Kipor Medicine, P.C. v GEICO, 2010 NY Slip Op 51247(U)(App. Term 2d Dept. 2010)
The branch of defendant’s motion seeking consolidation should have been denied since defendant failed to demonstrate that the actions it sought to consolidate had common questions of law or fact (see CPLR 602 [a]; S & B Neurocare, P.C. v GEICO Ins. Co., 20 Misc 3d 132[A], 2008 NY Slip Op 51450[U] [App Term, 2d & 11th Jud Dists 2008]). In addition, the branch of [*2]defendant’s motion seeking leave to amend the answer should have been denied since defendant’s papers presented no evidence that the proposed amendment might have merit (see CPLR 3025 [b]; Ingrami v Rovner, 45 AD3d 806, 808 ). Defendant sought to amend its answer to assert that plaintiff’s certificate of incorporation had been revoked following the surrender, in April 2006, of the medical license of plaintiff’s sole shareholder. Plaintiff, however, is entitled to wind up its affairs and seek to recover no-fault benefits for the services it rendered to its assignors prior to April 2006 (see e.g. A.B. Med. Servs., PLLC v Travelers Indem. Co., 26 Misc 3d 69 [App Term, 9th & 10th Jud Dists 2009]). Defendant has not demonstrated that the facts herein are akin to a fraudulent incorporation (see State Farm Mut. Auto. Ins. Co. v Mallela, 4 NY3d 313 ).
Moreover, since defendant failed to submit an affidavit specifying that any unusual or unanticipated conditions had developed after the notice of trial had been filed which made it necessary for defendant to engage in further pretrial proceedings (see Uniform Rules for New York City Civ Ct [22 NYCRR] § 208.17 [d]; S & B Neurocare, P.C. v GEICO Ins. Co., 20 Misc 3d 132[A], 2008 NY Slip Op 51450[U]), the branch of defendant’s motion seeking to compel plaintiff to respond to discovery demands and produce its sole shareholder for an examination before trial should also have been denied.
Two points.

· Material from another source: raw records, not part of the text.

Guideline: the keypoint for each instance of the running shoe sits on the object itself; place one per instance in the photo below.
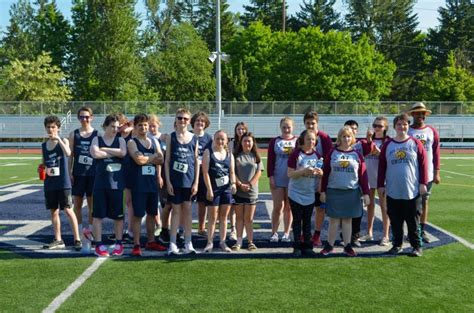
(118, 249)
(136, 251)
(155, 246)
(101, 251)
(316, 240)
(188, 248)
(87, 233)
(285, 238)
(55, 245)
(173, 249)
(349, 251)
(327, 249)
(274, 238)
(77, 245)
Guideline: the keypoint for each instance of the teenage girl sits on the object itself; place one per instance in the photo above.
(219, 177)
(279, 150)
(248, 169)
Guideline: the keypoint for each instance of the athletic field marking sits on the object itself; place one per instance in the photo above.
(460, 174)
(459, 239)
(63, 296)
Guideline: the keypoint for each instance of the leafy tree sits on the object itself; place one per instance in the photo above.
(37, 80)
(269, 12)
(454, 33)
(105, 51)
(450, 83)
(181, 71)
(317, 13)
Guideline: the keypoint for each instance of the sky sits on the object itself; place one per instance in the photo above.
(427, 10)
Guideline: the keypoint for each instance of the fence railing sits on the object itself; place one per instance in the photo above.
(250, 108)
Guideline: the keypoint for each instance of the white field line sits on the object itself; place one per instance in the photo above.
(455, 173)
(63, 296)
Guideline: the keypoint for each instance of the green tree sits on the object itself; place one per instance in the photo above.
(181, 71)
(37, 80)
(105, 51)
(317, 13)
(454, 33)
(206, 22)
(450, 83)
(269, 12)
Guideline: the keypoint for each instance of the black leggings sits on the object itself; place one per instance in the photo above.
(302, 220)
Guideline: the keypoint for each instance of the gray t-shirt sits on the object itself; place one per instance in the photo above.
(245, 169)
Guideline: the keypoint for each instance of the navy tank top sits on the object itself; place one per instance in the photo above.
(144, 176)
(219, 172)
(84, 164)
(109, 171)
(182, 167)
(57, 173)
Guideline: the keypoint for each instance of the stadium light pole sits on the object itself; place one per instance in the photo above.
(218, 63)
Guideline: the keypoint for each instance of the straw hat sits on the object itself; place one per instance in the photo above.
(419, 107)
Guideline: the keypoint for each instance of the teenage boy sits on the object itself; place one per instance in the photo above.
(82, 167)
(323, 147)
(57, 185)
(144, 168)
(430, 139)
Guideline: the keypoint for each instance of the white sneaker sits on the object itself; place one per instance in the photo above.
(285, 238)
(274, 238)
(188, 248)
(208, 247)
(173, 249)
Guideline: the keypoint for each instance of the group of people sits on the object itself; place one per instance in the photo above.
(159, 175)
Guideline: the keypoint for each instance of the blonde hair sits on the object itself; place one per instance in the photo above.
(346, 130)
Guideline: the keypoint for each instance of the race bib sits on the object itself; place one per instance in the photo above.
(113, 167)
(222, 181)
(52, 171)
(148, 170)
(180, 167)
(83, 159)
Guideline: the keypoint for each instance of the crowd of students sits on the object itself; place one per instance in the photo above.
(157, 177)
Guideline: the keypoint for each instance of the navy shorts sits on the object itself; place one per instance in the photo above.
(83, 185)
(145, 202)
(221, 198)
(240, 200)
(108, 203)
(58, 199)
(180, 195)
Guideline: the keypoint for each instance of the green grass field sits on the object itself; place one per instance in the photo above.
(441, 280)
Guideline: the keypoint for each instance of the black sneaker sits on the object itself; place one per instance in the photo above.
(425, 238)
(394, 250)
(416, 252)
(77, 245)
(55, 245)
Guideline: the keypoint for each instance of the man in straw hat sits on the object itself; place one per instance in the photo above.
(430, 139)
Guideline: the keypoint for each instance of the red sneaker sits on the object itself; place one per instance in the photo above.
(155, 246)
(136, 251)
(118, 249)
(101, 251)
(316, 240)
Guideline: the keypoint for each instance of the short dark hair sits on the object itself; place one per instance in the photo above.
(52, 119)
(311, 116)
(111, 118)
(351, 123)
(401, 117)
(202, 116)
(140, 118)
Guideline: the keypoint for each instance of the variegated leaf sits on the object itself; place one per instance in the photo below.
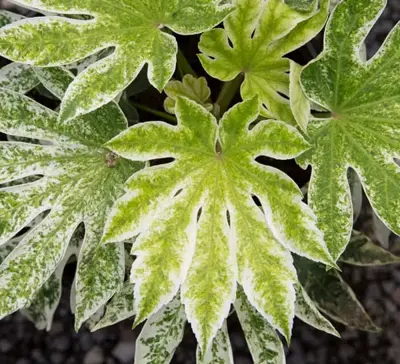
(45, 303)
(264, 344)
(361, 133)
(307, 312)
(161, 335)
(333, 296)
(193, 88)
(299, 103)
(220, 351)
(363, 251)
(120, 308)
(256, 37)
(198, 222)
(73, 165)
(133, 28)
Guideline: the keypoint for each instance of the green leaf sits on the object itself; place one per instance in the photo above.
(264, 344)
(362, 131)
(119, 308)
(44, 305)
(7, 17)
(161, 335)
(299, 103)
(220, 351)
(307, 312)
(197, 220)
(18, 77)
(193, 88)
(256, 37)
(134, 29)
(333, 296)
(73, 165)
(363, 251)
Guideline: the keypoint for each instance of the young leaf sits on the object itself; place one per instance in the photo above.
(133, 28)
(264, 344)
(364, 252)
(307, 312)
(18, 77)
(256, 37)
(362, 133)
(193, 88)
(220, 351)
(161, 334)
(198, 220)
(73, 167)
(120, 308)
(333, 296)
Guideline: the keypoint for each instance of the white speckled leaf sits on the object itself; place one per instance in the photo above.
(193, 88)
(72, 167)
(333, 296)
(220, 351)
(161, 335)
(362, 132)
(307, 312)
(44, 305)
(362, 251)
(198, 223)
(260, 33)
(120, 307)
(134, 28)
(262, 340)
(18, 77)
(299, 103)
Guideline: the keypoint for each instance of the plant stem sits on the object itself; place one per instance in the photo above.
(184, 66)
(228, 92)
(161, 114)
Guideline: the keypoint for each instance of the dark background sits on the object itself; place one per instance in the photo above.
(377, 288)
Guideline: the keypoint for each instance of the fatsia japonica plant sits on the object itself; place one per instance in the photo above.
(191, 218)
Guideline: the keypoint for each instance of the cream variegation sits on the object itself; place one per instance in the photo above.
(199, 227)
(257, 36)
(362, 131)
(134, 29)
(161, 334)
(73, 163)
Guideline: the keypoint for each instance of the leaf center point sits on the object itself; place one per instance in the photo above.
(111, 159)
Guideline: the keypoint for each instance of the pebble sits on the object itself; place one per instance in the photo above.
(94, 356)
(124, 352)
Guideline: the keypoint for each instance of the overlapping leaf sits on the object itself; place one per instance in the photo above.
(256, 37)
(132, 28)
(362, 131)
(197, 219)
(71, 167)
(332, 295)
(161, 334)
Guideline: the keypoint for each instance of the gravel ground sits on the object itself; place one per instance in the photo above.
(377, 288)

One, consolidation motions seem to have the same rules as severance motions. While it is easy to sever, it is equally as difficult to consolidate. Two, belated discovery following the filing of a notice of trial is shunned upon.
A better question is assuming the facts as presented by Justice Golia are accurate (see below), why would anybody prosecute this type of action. Does this make the law firm prosecuting this action a co-conspirator or accessory after the fact to a fraud? I am not sure –
“Unlike the majority, I do not find that defendant failed to demonstrate that the actions it sought to consolidate had common questions of law or fact,” or that defendant’s papers presented no evidence that the proposed amendment might have merit,” or that additional discovery should also have been denied.” Notwithstanding the foregoing, I agree with the majority in the ultimate result in that defendant waited nearly two years from the time it knew that Dr. Meisher had committed insurance fraud and was losing his medical license. Indeed, it was this very defendant, GEICO, that was the named victim” in the case to which Dr. Meisher entered his guilty plea. I can find no valid reason for this particular defendant to have ignored these concerns for such an extended period of time. Certainly, if defendant had submitted the same motion within a reasonable time, I would have voted to affirm the order of the Civil Court.”
The actions are consolidated and a joint trial is ordered
Anthony M. Palumbo, D.C. v Tristate Consumer Co., 2010 NY Slip Op 50443(U)(App. Term 2d Dept. 2010)
“[d]efendant’s motion is granted to the extent of directing a joint trial of the three actions in Queens County, and the Clerk of the Civil Court of the City of New York, New York County, shall forthwith deliver to the Clerk of the Civil Court of the City of New York, Queens County, all papers and certified copies of all minutes and entries in the action entitled Boulevard Surgical Center, A.C. a/a/o Marc Taly v Tri-State Consumer Insurance Co., under index No. 33825/08.”
“[D]efendant has demonstrated that two other providers have commenced two separate actions for the same services rendered on the same date at the same location. “Where common issues of law or fact exist, a motion to consolidate or for a joint trial pursuant to CPLR 602 (a) should be granted absent a showing of prejudice to a substantial right by the party opposing the motion” (Perini Corp. v WDF, Inc., 33 AD3d 605, 606 ). Here, the interests of justice and judicial economy would be served by a joint trial of the actions since defendant intends to defend all three actions on the ground that the services rendered were not medically necessary. Moreover, the papers submitted in opposition to the motion failed to establish that a joint trial [*2]would prejudice a substantial right.”
It looks like an MUA case where there are numerous providers, represented by different attorneys, who brought actions in different venues. My only question is where is the Anesthesiologist’s lawsuit?